The Switchback Boys of Drayton, Alabama
The canned goods aisle in Kroger is a good place for an epiphany. Tina’s epiphany happened next to a sales display of baked beans. She raised her hand to the raised tower of beans and touched a can. Utterly exquisite, she thought, but she wasn’t referring to the beans. The epiphany that hit her was electric. Nothing in my life matters. Everything I’ve ever touched will someday turn to atomic particles of dust affecting nothing.
Clutching the cart handle, Tina lowered herself to the cold linoleum floor and leaned her head against cans of jalapeno peppers. She pressed her hand over her forehead and tried to breathe.
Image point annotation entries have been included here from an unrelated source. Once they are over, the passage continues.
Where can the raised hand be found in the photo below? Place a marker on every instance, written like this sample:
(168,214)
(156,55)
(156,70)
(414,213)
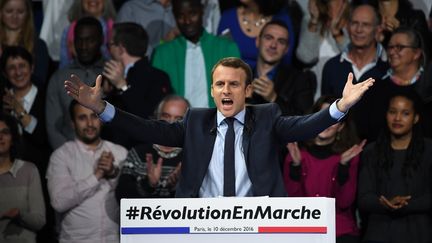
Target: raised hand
(295,153)
(352,93)
(352,152)
(90,97)
(11,213)
(396,202)
(264,87)
(154,172)
(105,165)
(113,71)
“Ma’am, do you need help?” Tina looked up to see a gangly teenage boy, his body rising up unnaturally high over her.
“I think I’m dying,” she said, and immediately felt frightened. “I’m going to die and it won’t matter. Nothing I do matters,” she said more quietly, but the young man was already dialing 9-1-1 on his cell and telling someone to send an ambulance. She wanted to tell him no, that she didn’t need an ambulance. She didn’t need anything except to get away from where she was and to breathe. Just breathe. That was when she had her second epiphany, and it shocked her even more than the first, because in all her forty-two years of living in northeast Alabama, it made less sense than anything she had ever thought, yet she had never been more certain of anything. The words came over her like God’s own voice.
Join a gang.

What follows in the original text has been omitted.